Spec fields definitions are:

  • runtime: name of the related runtime. It will be displayed on the corresponding Workload Details page. If omitted no name is displayed.

  • title: dashboard title, displayed as a tab in Application or Workloads Details

  • discoverOn: metric name to match for auto-discovery. If omitted, the dashboard won’t be discovered automatically, but can still be used via pods annotation.

  • items: can be either chart, to define a new chart, or include to reference another dashboard

    • chart: new chart object

      • name: name of the chart

      • unit: unit for Y-axis. Free-text field to provide any unit suffix. It can eventually be scaled on display. See specific section below.

      • spans: number of "spans" taken by the chart, from 1 to 12, using bootstrap convention

      • metricName: the metric name in Prometheus

      • dataType: type of data to be displayed in the chart. Can be one of raw, rate or histogram. Raw data will be queried without transformation. Rate data will be queried using promQL rate() function. And histogram with histogram_quantile() function.

      • aggregator: defines how the time-series are aggregated when several are returned for a given metric and label set. For example, if a Deployment creates a ReplicaSet of several Pods, you will have at least one time-series per Pod. Since Kiali shows the dashboards at the workload (ReplicaSet) level or at the application level, they will have to be aggregated. This field can be used to fix the aggregator, with values such as sum or avg (full list available in Prometheus documentation). However, if omitted the aggregator will default to sum and can be changed from the dashboard UI.

      • aggregations: list of labels eligible for aggregations / groupings (they will be displayed in Kiali through a dropdown list)

        • label: Prometheus label name

        • displayName: Name to display in Kiali

    • include: to include another dashboard, or a specific chart from another dashboard. Typically used to compose with generic dashboards such as the ones about MicroProfile Metrics or Micrometer-based JVM metrics. To reference a full dashboard, set the name of that dashboard. To reference a specific chart of another dashboard, set the name of the dashboard followed by $ and the name of the chart (ex: include: "microprofile-1.1$Thread count").

  Label clash: you should try to avoid labels clashes within a dashboard. In Kiali, labels for grouping are aggregated in the top toolbar, so if the same label refers to different things depending on the metric, you wouldn’t be able to distinguish them in the UI. For that reason, ideally, labels should not have too generic names in Prometheus. For instance labels named "id" for both memory spaces and buffer pools would better be named "space_id" and "pool_id". If you have control on label names, it’s an important aspect to take into consideration. Else, it is up to you to organize dashboards with that in mind, eventually splitting them into smaller ones to resolve clashes.

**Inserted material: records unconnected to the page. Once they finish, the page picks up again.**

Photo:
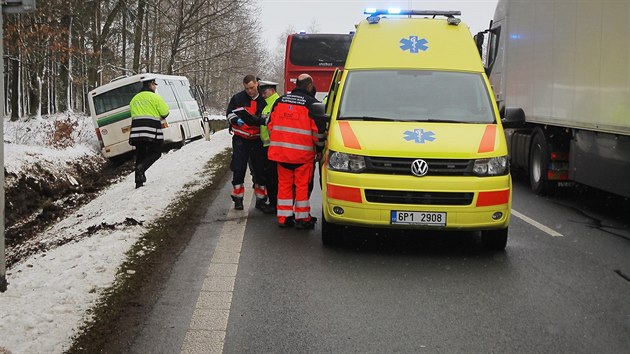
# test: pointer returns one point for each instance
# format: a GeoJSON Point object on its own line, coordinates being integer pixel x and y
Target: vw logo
{"type": "Point", "coordinates": [419, 167]}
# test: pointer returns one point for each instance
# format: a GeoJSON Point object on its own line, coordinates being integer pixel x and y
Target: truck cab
{"type": "Point", "coordinates": [415, 140]}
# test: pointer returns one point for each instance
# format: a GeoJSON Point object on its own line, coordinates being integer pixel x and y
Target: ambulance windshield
{"type": "Point", "coordinates": [416, 95]}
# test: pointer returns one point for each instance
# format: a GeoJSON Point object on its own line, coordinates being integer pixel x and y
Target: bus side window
{"type": "Point", "coordinates": [165, 90]}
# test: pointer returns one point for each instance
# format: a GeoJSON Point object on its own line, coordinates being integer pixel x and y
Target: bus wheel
{"type": "Point", "coordinates": [494, 240]}
{"type": "Point", "coordinates": [539, 164]}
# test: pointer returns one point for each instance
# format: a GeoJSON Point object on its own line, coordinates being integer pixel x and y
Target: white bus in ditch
{"type": "Point", "coordinates": [109, 108]}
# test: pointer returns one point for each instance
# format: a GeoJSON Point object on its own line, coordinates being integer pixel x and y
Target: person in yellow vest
{"type": "Point", "coordinates": [268, 91]}
{"type": "Point", "coordinates": [148, 110]}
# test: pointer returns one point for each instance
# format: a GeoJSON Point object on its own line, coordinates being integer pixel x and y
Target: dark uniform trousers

Dashboard resources are added in Kubernetes just like any other resource:

kubectl apply -f mydashboard.yml

Or for OpenShift:

oc apply -f mydashboard.yml

To make the dashboard resources available cluster-wide, just create them in Kiali namespace (usually istio-system). Else, they will be available only for applications or workloads of the same namespace. In the case where the same dashboard name exists in a specific namespace and in Kiali namespace, the former takes precedence.

5. Units

Some units are recognized in Kiali and scaled appropriately when displayed on charts:

  • unit: "seconds" can be scaled down to ms, ┬Ás, etc.

  • unit: "bytes-si" and unit: "bitrate-si" can be scaled up to kB, MB (etc.) using SI / metric system. The aliases unit: "bytes" and unit: "bitrate" can be used instead.

  • unit: "bytes-iec" and unit: "bitrate-iec" can be scaled up to KiB, MiB (etc.) using IEC standard / IEEE 1541-2002 (scale by powers of 2).

Other units will fall into the default case and be scaled using SI standard. For instance, unit: "m" for meter can be scaled up to km.